What you need to know about rising inflation and what it means for your business’s long term health
Brexit and Covid combined have led to some unpleasant aftershocks for small businesses. These include staff shortages and also spiralling wage and raw material costs. This article will look at what this means for your small business.
What is actually happening?
There are several factors at play right now which are driving up most small businesses’ raw materials, stock and wages costs. These are:
- Brexit has meant a large proportion of the EU migrants who came over in the last 5-10 years have now returned to their home countries. For example, the demand for construction workers is nearly at a 20-year high, according to the Office for National Statistics. The fall in employment levels is due to a 4% fall in UK-born workers and a 42% fall in EU workers.

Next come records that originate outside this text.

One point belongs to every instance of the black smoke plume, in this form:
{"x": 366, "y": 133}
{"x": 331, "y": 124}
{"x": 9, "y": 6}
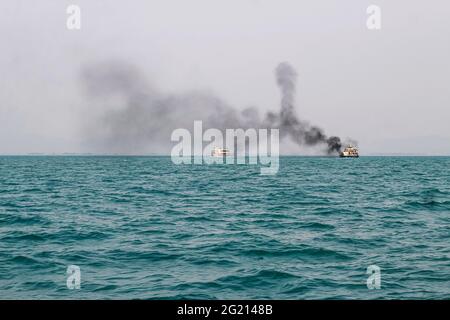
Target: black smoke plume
{"x": 137, "y": 118}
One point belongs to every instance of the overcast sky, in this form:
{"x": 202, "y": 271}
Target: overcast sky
{"x": 387, "y": 89}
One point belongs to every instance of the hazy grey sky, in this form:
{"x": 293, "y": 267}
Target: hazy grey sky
{"x": 387, "y": 89}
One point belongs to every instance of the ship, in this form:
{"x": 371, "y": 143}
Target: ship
{"x": 349, "y": 152}
{"x": 220, "y": 152}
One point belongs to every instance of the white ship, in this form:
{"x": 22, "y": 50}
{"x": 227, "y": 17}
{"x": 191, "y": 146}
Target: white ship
{"x": 220, "y": 152}
{"x": 349, "y": 152}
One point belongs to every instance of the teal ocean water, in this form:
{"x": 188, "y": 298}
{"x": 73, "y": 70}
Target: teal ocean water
{"x": 142, "y": 227}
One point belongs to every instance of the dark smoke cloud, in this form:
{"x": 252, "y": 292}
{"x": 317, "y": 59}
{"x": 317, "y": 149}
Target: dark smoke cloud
{"x": 137, "y": 118}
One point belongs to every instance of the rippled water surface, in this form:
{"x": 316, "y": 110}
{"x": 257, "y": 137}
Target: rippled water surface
{"x": 142, "y": 227}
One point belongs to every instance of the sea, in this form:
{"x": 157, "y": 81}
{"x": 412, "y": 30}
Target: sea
{"x": 138, "y": 227}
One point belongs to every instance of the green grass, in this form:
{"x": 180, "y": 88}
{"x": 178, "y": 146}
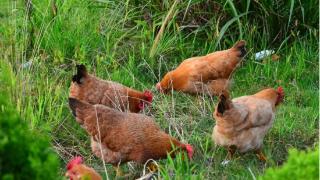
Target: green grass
{"x": 114, "y": 40}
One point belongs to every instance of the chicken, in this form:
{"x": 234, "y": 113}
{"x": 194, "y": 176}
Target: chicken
{"x": 242, "y": 123}
{"x": 208, "y": 74}
{"x": 124, "y": 136}
{"x": 93, "y": 90}
{"x": 78, "y": 171}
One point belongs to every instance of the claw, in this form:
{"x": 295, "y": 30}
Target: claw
{"x": 119, "y": 172}
{"x": 261, "y": 156}
{"x": 152, "y": 167}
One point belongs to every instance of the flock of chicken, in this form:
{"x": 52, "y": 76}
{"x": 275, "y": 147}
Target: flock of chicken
{"x": 108, "y": 111}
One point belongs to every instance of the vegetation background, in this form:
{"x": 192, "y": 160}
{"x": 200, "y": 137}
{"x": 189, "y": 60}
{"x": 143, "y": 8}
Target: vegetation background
{"x": 136, "y": 43}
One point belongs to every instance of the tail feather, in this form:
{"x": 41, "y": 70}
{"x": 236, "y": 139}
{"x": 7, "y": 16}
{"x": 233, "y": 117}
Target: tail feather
{"x": 81, "y": 73}
{"x": 241, "y": 46}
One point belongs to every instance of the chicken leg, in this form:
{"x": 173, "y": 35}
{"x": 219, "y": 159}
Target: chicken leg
{"x": 231, "y": 150}
{"x": 152, "y": 167}
{"x": 260, "y": 155}
{"x": 119, "y": 172}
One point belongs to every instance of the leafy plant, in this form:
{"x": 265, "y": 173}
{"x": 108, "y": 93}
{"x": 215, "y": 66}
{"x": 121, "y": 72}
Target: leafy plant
{"x": 24, "y": 153}
{"x": 300, "y": 165}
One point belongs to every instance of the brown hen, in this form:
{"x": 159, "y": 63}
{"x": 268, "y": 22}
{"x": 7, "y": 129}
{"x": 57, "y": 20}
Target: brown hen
{"x": 76, "y": 170}
{"x": 207, "y": 74}
{"x": 124, "y": 136}
{"x": 94, "y": 90}
{"x": 242, "y": 123}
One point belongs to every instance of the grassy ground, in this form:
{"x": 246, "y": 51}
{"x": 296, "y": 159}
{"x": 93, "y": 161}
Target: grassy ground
{"x": 41, "y": 46}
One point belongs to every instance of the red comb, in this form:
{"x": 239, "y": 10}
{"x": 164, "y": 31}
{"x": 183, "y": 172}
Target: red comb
{"x": 190, "y": 150}
{"x": 76, "y": 160}
{"x": 148, "y": 95}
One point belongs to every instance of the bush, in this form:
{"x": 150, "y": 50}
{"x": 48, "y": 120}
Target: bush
{"x": 300, "y": 165}
{"x": 24, "y": 154}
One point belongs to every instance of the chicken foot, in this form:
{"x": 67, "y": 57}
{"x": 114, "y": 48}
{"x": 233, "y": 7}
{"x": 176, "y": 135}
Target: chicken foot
{"x": 231, "y": 151}
{"x": 260, "y": 155}
{"x": 152, "y": 167}
{"x": 119, "y": 172}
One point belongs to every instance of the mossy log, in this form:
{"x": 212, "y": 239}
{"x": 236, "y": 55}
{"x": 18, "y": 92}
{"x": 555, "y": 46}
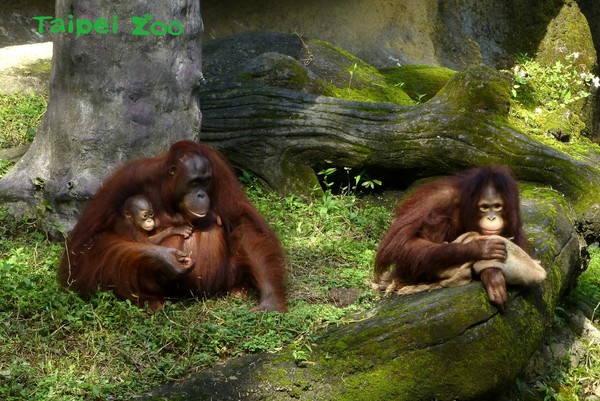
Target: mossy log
{"x": 446, "y": 344}
{"x": 284, "y": 136}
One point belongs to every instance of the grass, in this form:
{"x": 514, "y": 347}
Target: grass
{"x": 55, "y": 346}
{"x": 19, "y": 117}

- Shipping companies and suppliers of raw materials and goods are now passing on the costs of increased administration to ship stuff between the UK and Europe.

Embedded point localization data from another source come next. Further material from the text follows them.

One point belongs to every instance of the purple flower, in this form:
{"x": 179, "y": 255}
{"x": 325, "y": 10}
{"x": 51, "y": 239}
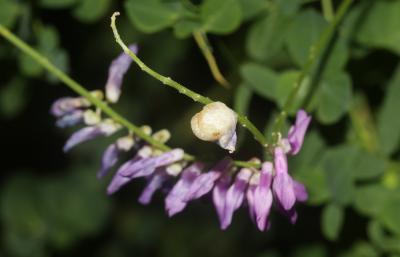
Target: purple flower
{"x": 175, "y": 200}
{"x": 142, "y": 167}
{"x": 104, "y": 128}
{"x": 70, "y": 119}
{"x": 297, "y": 131}
{"x": 263, "y": 196}
{"x": 205, "y": 182}
{"x": 67, "y": 105}
{"x": 154, "y": 183}
{"x": 116, "y": 72}
{"x": 219, "y": 194}
{"x": 235, "y": 195}
{"x": 111, "y": 154}
{"x": 283, "y": 183}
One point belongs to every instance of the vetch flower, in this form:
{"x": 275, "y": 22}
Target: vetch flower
{"x": 205, "y": 182}
{"x": 297, "y": 131}
{"x": 111, "y": 154}
{"x": 235, "y": 195}
{"x": 216, "y": 122}
{"x": 116, "y": 72}
{"x": 142, "y": 167}
{"x": 175, "y": 200}
{"x": 104, "y": 128}
{"x": 263, "y": 196}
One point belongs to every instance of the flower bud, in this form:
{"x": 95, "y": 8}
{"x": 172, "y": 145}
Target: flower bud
{"x": 216, "y": 122}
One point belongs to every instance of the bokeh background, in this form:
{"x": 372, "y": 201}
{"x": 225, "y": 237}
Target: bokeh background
{"x": 51, "y": 203}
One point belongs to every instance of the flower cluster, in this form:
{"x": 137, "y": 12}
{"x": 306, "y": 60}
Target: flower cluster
{"x": 229, "y": 186}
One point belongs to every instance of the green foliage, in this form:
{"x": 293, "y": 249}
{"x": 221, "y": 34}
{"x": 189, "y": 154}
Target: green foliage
{"x": 381, "y": 26}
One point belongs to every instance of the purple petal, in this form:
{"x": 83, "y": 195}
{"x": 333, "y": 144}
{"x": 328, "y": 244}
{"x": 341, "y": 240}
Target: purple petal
{"x": 82, "y": 135}
{"x": 70, "y": 119}
{"x": 235, "y": 195}
{"x": 66, "y": 105}
{"x": 219, "y": 194}
{"x": 263, "y": 196}
{"x": 283, "y": 184}
{"x": 110, "y": 158}
{"x": 205, "y": 182}
{"x": 300, "y": 191}
{"x": 174, "y": 202}
{"x": 298, "y": 131}
{"x": 146, "y": 166}
{"x": 154, "y": 183}
{"x": 228, "y": 142}
{"x": 116, "y": 72}
{"x": 104, "y": 128}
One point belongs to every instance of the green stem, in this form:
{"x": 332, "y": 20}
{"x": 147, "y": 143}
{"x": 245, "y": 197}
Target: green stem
{"x": 42, "y": 60}
{"x": 202, "y": 43}
{"x": 315, "y": 51}
{"x": 180, "y": 88}
{"x": 327, "y": 10}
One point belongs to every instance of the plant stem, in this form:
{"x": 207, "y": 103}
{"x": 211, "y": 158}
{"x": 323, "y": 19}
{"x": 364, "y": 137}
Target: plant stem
{"x": 327, "y": 10}
{"x": 204, "y": 46}
{"x": 314, "y": 54}
{"x": 42, "y": 60}
{"x": 182, "y": 89}
{"x": 75, "y": 86}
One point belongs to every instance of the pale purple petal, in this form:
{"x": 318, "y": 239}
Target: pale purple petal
{"x": 82, "y": 135}
{"x": 174, "y": 202}
{"x": 66, "y": 105}
{"x": 116, "y": 72}
{"x": 70, "y": 119}
{"x": 205, "y": 182}
{"x": 235, "y": 195}
{"x": 146, "y": 166}
{"x": 263, "y": 196}
{"x": 300, "y": 191}
{"x": 155, "y": 182}
{"x": 105, "y": 128}
{"x": 298, "y": 131}
{"x": 219, "y": 194}
{"x": 228, "y": 142}
{"x": 110, "y": 158}
{"x": 283, "y": 183}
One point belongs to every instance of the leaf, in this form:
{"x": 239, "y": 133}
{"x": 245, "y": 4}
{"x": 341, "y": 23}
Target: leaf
{"x": 251, "y": 8}
{"x": 303, "y": 33}
{"x": 332, "y": 221}
{"x": 369, "y": 199}
{"x": 57, "y": 4}
{"x": 13, "y": 97}
{"x": 388, "y": 123}
{"x": 220, "y": 16}
{"x": 287, "y": 82}
{"x": 261, "y": 79}
{"x": 91, "y": 10}
{"x": 184, "y": 28}
{"x": 389, "y": 214}
{"x": 266, "y": 36}
{"x": 380, "y": 27}
{"x": 339, "y": 165}
{"x": 151, "y": 15}
{"x": 333, "y": 97}
{"x": 9, "y": 12}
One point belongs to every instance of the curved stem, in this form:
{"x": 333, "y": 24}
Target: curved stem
{"x": 76, "y": 87}
{"x": 181, "y": 89}
{"x": 204, "y": 46}
{"x": 314, "y": 54}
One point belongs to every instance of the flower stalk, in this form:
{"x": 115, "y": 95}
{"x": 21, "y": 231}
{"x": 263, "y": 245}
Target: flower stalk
{"x": 245, "y": 122}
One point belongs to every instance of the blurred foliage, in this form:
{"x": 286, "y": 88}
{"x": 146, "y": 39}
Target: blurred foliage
{"x": 52, "y": 204}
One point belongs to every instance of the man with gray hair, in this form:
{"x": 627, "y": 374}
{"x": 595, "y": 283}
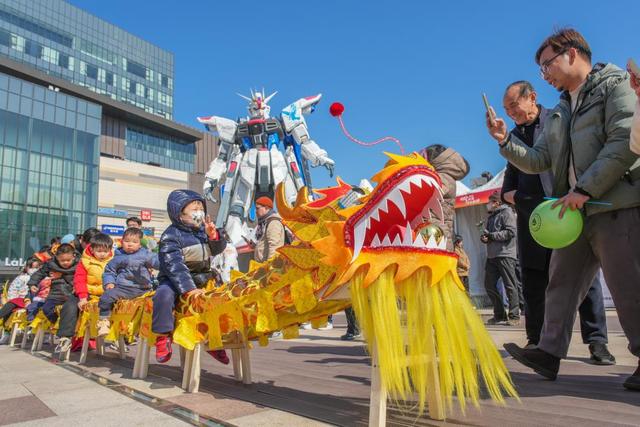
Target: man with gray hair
{"x": 585, "y": 143}
{"x": 526, "y": 191}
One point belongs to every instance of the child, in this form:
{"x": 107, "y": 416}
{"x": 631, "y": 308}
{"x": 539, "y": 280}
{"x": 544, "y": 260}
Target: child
{"x": 88, "y": 278}
{"x": 17, "y": 293}
{"x": 38, "y": 296}
{"x": 60, "y": 270}
{"x": 87, "y": 282}
{"x": 185, "y": 249}
{"x": 126, "y": 276}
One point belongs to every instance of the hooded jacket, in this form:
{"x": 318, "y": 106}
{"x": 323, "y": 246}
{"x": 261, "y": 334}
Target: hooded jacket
{"x": 270, "y": 236}
{"x": 451, "y": 167}
{"x": 185, "y": 251}
{"x": 88, "y": 278}
{"x": 596, "y": 135}
{"x": 62, "y": 287}
{"x": 501, "y": 233}
{"x": 131, "y": 270}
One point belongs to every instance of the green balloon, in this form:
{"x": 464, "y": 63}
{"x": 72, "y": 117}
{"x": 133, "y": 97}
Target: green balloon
{"x": 552, "y": 232}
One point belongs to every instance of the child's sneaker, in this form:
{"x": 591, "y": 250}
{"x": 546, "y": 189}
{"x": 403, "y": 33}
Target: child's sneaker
{"x": 220, "y": 356}
{"x": 63, "y": 345}
{"x": 163, "y": 349}
{"x": 103, "y": 327}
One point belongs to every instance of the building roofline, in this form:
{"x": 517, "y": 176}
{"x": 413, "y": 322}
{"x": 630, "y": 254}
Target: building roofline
{"x": 110, "y": 106}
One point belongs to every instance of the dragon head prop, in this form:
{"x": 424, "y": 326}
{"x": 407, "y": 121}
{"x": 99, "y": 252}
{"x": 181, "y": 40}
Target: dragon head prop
{"x": 370, "y": 254}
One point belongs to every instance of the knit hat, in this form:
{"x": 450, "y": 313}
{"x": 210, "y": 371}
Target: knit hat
{"x": 495, "y": 197}
{"x": 265, "y": 201}
{"x": 69, "y": 238}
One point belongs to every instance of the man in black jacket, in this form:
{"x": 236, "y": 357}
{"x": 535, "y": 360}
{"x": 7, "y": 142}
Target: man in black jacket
{"x": 525, "y": 192}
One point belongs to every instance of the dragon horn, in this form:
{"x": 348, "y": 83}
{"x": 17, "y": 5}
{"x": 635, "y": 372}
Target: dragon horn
{"x": 266, "y": 101}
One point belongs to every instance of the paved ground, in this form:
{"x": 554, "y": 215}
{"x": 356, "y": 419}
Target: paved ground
{"x": 35, "y": 392}
{"x": 318, "y": 380}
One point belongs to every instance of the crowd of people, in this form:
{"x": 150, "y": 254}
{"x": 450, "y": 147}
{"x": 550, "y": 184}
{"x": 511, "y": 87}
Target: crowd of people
{"x": 583, "y": 150}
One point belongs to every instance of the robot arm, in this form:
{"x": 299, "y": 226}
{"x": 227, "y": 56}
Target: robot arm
{"x": 296, "y": 126}
{"x": 226, "y": 130}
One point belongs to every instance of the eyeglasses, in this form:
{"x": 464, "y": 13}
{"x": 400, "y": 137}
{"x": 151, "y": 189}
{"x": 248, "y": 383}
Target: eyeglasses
{"x": 544, "y": 67}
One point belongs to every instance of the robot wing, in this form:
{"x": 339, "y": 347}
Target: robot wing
{"x": 226, "y": 128}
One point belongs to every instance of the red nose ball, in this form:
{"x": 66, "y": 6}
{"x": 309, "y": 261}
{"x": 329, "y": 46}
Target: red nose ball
{"x": 336, "y": 109}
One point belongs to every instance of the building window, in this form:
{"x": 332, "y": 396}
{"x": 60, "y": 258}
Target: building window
{"x": 137, "y": 69}
{"x": 168, "y": 152}
{"x": 33, "y": 48}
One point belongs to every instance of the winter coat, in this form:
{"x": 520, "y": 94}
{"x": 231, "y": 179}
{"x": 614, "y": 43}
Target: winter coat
{"x": 19, "y": 287}
{"x": 185, "y": 251}
{"x": 451, "y": 167}
{"x": 270, "y": 236}
{"x": 596, "y": 135}
{"x": 61, "y": 287}
{"x": 531, "y": 190}
{"x": 635, "y": 130}
{"x": 131, "y": 270}
{"x": 501, "y": 233}
{"x": 463, "y": 265}
{"x": 88, "y": 278}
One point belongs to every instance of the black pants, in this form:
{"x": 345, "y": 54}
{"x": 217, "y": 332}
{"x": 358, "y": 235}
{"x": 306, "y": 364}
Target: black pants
{"x": 6, "y": 310}
{"x": 593, "y": 319}
{"x": 68, "y": 314}
{"x": 504, "y": 268}
{"x": 465, "y": 282}
{"x": 352, "y": 322}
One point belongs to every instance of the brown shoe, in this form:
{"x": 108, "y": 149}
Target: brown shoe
{"x": 540, "y": 361}
{"x": 633, "y": 382}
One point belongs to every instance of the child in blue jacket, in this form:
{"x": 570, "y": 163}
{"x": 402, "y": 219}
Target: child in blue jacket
{"x": 186, "y": 248}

- There is a shortage of building materials caused by increased building and home improvement activity in 2020. This has been compounded by the lockdowns reducing the output from the factories.
- The Covid-related restrictions on travel and requirements to self-isolate have resulted in many manufacturers not being able to run at full capacity. This is leading to a shortage of key materials and items.
- The shortage of building materials and demand outstripping labour supply has meant that wages in the construction materials factories have had to rise significantly. These costs are now being passed onto the trades, manufacturers and construction companies.
- It is taking longer for raw materials and goods to get into the UK. 60% of imported materials used in UK construction projects comes from the EU according to CLC. Brexit has negatively affected the time it takes to get goods and raw materials into the UK.
What is the risk to your business?
- Your pricing may not factor in the increased labour costs and material costs. If you haven’t reviewed your current and future cost base, now is the time to do this.
- Between agreeing on a price for a job with a customer and carrying out the work, your raw material and labour costs may increase significantly. The likelihood is that labour costs will not reduce in the short- or medium-term. Your business could then make a loss on the work, through no fault of your own. If you are concerned about this then come and talk to us. We can help you think through your pricing going forward so you are profitable regardless of what happens with your cost base.
- The increased costs of raw materials mean you may not now be able to afford to buy in bulk. This will hit your cost of sales.
- Your credit limits with suppliers are unlikely to have changed, but the cost of your orders may have gone up significantly. This means to make your normal order size, say for door handles, you need to utilise your own cash as your credit limit is no longer sufficient. This means your own cash is tied up for longer with your stock and may cause your business significant cash flow issues. Particularly if the shortage of labour and lengthening shipping times means it takes longer to build and fulfil your customer’s orders.
What can you do about the risk to your business through rising costs?
No one has a crystal ball and can predict the future. With that being said, however, these actions or strategies may help you going forward:
- Fix your cost prices at the time you commit to a price with a customer. I.e. get assurances or, better still, a written contract from your suppliers guaranteeing the price at the time you need the materials or stock.
- Look to see whether you can source more of your raw materials or stock from UK-based suppliers. This may not solve all your problems, but it does get around the supply chain delays and costs at the EU/UK borders.
- Speak to us about access to finance. The traditional banks are notorious for taking ages to approve an overdraft or loan. We can find you alternative lines of credit to keep your cash flowing as you navigate the next 3-6 months.
- Renegotiate some of your long-term contracts if they are no longer profitable or sustainable on the current terms.
- Look after your current staff well and start paying them the new market rates for their type of work.